Before r15724 (see #9124), if you had a post with meta for rating of 100 and performed a meta query looking for posts with a rating higher than 50, the query would not return that post. This is because the MySQL generated for WP_Query performed a string comparison, as both sides of the comparison were strings, e.g. wp_postmeta.meta_value > '50'.

This led to the introduction of the meta query type parameter. Provide a MySQL data type, and the meta value is cast to that type in the SQL query.

A default was set to cast the meta_value column to CHAR. Casting the meta value to CHAR is redundant, as the meta_value column is LONGTEXT, which is already a string type.
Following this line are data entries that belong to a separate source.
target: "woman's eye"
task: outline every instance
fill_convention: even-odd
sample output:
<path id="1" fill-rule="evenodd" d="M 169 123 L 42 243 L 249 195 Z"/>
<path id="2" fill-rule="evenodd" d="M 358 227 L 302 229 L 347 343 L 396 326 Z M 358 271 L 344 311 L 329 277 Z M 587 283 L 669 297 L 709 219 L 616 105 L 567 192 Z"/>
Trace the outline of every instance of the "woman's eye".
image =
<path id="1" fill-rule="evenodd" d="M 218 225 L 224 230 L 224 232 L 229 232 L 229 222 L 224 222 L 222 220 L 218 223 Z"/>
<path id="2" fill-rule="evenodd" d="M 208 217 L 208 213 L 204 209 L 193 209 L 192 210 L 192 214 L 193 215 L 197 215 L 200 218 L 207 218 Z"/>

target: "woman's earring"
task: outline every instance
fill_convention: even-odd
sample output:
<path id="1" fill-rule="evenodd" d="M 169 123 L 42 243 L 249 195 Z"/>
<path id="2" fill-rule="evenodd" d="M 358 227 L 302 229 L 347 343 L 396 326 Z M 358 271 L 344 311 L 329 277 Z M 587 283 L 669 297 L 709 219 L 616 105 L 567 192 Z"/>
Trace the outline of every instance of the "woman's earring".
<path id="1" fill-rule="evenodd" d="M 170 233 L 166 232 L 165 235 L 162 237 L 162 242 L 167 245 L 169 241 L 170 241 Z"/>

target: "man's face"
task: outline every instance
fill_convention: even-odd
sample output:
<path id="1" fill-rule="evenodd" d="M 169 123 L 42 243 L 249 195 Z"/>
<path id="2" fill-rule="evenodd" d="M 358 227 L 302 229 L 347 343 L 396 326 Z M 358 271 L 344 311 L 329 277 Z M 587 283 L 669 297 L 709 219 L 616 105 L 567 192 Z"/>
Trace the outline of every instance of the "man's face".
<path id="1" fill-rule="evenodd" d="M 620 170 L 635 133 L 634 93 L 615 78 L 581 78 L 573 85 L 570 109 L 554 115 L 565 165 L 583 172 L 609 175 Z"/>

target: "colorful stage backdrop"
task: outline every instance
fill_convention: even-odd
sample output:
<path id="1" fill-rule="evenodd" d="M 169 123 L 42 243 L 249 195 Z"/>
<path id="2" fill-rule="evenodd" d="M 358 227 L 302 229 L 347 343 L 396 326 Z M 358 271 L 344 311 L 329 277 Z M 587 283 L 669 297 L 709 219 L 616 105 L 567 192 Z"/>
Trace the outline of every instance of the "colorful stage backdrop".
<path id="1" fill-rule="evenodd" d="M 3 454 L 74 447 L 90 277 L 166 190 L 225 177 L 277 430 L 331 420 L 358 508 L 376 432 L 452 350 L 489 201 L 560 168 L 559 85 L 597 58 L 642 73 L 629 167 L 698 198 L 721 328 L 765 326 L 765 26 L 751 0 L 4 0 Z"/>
Removing this cast in the SQL generated by WP_Query allows users to add an index for the meta_value column and have that index considered for use by the MySQL optimizer on execution.

Change History (4)

#1 follow-up: @boonebgorges
4 years ago

See also #27272.

Removing this cast in the SQL generated by WP_Query allows users to add an index for the meta_value column and have that index considered for use by the MySQL optimizer on execution.

Can we get some more technical details on how the optimizer decides whether the index can be used? When you add an index to the meta_value LONGTEXT column, you'll have to specify an index length. How does MySQL decide whether that index can be used? What happens when your index is 8 characters, and the meta_value from your meta_query is 12 characters? (These are genuine questions - I don't know, and I'm having a hard time finding documentation about it.)

#2 in reply to: ↑ 1 @ericlewis
4 years ago

Replying to boonebgorges:

Can we get some more technical details on how the optimizer decides whether the index can be used?

The index is the column value's leftmost prefix, truncated to the index's length. The optimizer consider using the index except in some cases:

  • a function is applied to the index column's value in a where clause (i.e. CHAR(postmeta.meta_value).
  • a LIKE clause is used on the index column with a wildcard on the left-end of the search string (i.e. postmeta.meta_value LIKE "%erosmith").

There may be other cases an index would not be considered for use by the optimizer, or a better general comment on when indexes are considered for use (@barry, @pento ?)

What happens when your index is 8 characters, and the meta_value from your meta_query is 12 characters?

If the query is meta_value = "Aerosmith", and meta_value has an index with an 8 character length, MySQL would use the index to figure out possible rows to touch in the actual table (the "Aerosmith" row being one of them), and rule out rows to touch in the actual table (i.e. a row with a meta_value of Van Halen) based on partial string matches.

(These are genuine questions - I don't know, and I'm having a hard time finding documentation about it.)

These are great questions I'm not finding answer to in the MySQL reference either. I opened mysql#81181 to discuss updating the reference with more detail here.

#3 @boonebgorges
4 years ago

  • Milestone changed from Awaiting Review to 4.6
  • Owner set to boonebgorges
  • Status changed from new to assigned

Thanks, @ericlewis. The details about index use are helpful. The question of whether WP should add an index to meta_value by default is complicated, but for the purposes of this ticket, the least we can do is stand out of the way of those who choose to add such indexes themselves. Let's make the change.

#4 @boonebgorges
4 years ago

  • Resolution set to fixed
  • Status changed from assigned to closed

In 37594:

In WP_Meta_Query, don't cast meta_value to CHAR.

CHAR is redundant, since the meta_value column is LONGTEXT. Meanwhile,
use of CAST() causes MySQL to ignore any index that the administrator may
have added to the column.

A number of automated tests were doing searches for CAST in the SQL strings
generated by WP_Meta_Query (for reasons unrelated to the CAST() behavior).
These tests have been updated to expect the new query format.

Props ericlewis.
Fixes #36625.

Note: See TracTickets for help on using tickets.